Sensory’s recent webinar offered a technical deep dive into their TrulySecure Sound & Voice SDK, including on-device voice biometrics, sound recognition, and speech-to-text technology. Watch the highlights here!
Meet the Speakers
- Andi Hagen: Director of Machine Learning at Sensory, with a PhD in computer science and over two decades of experience in speech and sound recognition.
- Jeff Rogers: VP of Sales and Marketing, a 29-year industry veteran whose work has shaped hundreds of products for global brands including Apple, Amazon, Google, and Samsung.
- Christian Kouten: Research Scientist specializing in biometric and speaker verification, with a PhD in software engineering and a background in computer vision and natural language processing.

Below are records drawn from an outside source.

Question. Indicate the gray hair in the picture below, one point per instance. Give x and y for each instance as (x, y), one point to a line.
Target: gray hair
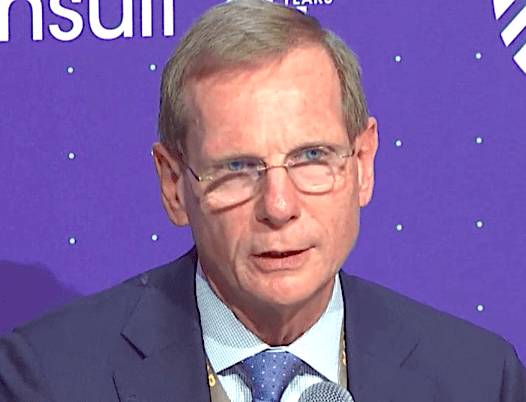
(247, 33)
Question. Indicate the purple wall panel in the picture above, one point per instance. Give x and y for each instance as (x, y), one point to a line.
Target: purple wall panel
(454, 81)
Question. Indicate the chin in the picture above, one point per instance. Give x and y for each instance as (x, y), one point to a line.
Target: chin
(289, 291)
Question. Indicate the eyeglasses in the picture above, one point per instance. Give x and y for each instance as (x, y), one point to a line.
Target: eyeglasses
(312, 170)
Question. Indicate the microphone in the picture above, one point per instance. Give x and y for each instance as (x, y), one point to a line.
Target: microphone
(326, 391)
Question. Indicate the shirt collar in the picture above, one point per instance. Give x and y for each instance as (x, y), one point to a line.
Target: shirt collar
(227, 341)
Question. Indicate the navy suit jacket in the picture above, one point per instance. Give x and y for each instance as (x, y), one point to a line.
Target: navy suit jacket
(142, 341)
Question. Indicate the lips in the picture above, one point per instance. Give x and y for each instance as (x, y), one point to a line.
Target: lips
(277, 260)
(280, 254)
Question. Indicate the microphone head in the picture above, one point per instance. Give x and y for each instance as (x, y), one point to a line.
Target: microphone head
(326, 391)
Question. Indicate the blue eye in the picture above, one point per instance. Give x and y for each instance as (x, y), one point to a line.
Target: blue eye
(313, 154)
(235, 166)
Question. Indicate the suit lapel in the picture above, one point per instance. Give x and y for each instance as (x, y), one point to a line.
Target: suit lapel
(164, 329)
(378, 344)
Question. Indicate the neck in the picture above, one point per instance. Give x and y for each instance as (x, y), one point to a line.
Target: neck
(279, 325)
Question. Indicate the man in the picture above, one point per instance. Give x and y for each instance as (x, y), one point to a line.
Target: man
(269, 161)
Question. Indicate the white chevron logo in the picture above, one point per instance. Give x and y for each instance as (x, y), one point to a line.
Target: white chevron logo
(513, 29)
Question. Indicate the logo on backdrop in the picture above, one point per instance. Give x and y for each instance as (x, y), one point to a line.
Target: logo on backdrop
(511, 32)
(124, 29)
(302, 5)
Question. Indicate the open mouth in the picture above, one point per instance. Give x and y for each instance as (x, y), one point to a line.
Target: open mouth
(278, 254)
(277, 260)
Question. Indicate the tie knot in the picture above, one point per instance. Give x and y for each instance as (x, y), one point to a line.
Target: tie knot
(269, 373)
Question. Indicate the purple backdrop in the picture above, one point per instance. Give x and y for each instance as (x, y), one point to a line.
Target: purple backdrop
(80, 206)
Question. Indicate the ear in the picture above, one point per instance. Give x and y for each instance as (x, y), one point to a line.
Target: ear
(366, 147)
(170, 174)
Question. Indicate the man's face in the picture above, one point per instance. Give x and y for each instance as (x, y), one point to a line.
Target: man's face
(267, 112)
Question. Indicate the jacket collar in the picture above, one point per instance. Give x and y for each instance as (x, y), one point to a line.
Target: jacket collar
(380, 342)
(165, 330)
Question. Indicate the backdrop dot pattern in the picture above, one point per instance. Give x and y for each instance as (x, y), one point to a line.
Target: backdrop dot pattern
(80, 205)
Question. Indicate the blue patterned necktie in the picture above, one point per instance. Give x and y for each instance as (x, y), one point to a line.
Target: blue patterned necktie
(268, 374)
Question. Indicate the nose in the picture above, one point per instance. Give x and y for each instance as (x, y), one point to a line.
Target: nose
(278, 201)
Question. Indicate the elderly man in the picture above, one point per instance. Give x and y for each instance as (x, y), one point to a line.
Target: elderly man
(269, 160)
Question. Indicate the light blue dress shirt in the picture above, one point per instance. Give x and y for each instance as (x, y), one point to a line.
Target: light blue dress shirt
(227, 342)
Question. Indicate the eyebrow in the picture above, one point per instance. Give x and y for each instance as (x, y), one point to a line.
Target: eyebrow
(305, 145)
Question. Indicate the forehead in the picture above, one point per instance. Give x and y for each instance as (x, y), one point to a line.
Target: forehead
(272, 108)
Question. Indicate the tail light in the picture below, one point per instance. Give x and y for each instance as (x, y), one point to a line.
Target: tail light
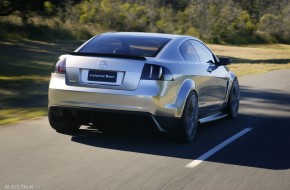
(59, 67)
(156, 72)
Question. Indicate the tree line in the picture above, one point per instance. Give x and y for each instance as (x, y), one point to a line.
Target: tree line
(215, 21)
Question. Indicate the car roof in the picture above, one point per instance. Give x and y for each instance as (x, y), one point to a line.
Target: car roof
(161, 35)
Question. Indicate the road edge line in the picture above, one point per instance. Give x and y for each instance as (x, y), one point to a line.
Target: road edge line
(212, 151)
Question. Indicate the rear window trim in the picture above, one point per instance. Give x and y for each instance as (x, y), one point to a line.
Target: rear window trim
(108, 55)
(118, 55)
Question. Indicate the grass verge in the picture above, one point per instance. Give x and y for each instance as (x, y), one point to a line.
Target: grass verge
(26, 66)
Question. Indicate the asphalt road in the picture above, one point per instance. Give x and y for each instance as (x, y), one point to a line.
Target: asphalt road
(34, 156)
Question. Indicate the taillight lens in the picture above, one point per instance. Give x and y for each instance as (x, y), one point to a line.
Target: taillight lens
(59, 67)
(156, 72)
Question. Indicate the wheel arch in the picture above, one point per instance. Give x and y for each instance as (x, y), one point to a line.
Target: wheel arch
(185, 89)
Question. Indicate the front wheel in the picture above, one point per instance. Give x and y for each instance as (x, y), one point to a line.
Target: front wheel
(234, 100)
(189, 120)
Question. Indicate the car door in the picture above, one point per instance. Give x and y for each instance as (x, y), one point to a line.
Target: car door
(214, 88)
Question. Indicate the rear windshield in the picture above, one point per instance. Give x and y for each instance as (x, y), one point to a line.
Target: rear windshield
(140, 46)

The Growing Demand for Voice Biometrics
Jeff Rogers opened the session by reflecting on Sensory’s legacy, noting, “Back when we first started Sensory in ’94, I think it was the very next year, ’95 or maybe it was ’96, we actually developed a voice password chip… We’ve been doing biometrics for a lot of years, obviously.” He emphasized the recent surge in demand: “More recently, we’ve seen a huge growth in interest in voice biometrics, as well as our face biometric and computer vision.”
The need for secure, user-specific access is more pressing than ever as devices proliferate and AI assistants become commonplace. Jeff highlighted, “There’s going to be a need for a local biometric that’s running on your own personal device that says, ‘Okay, yeah, this is Jeff, and this is me asking for these types of things,’ rather than having others be able to hack in and do things that you might not want them to do.”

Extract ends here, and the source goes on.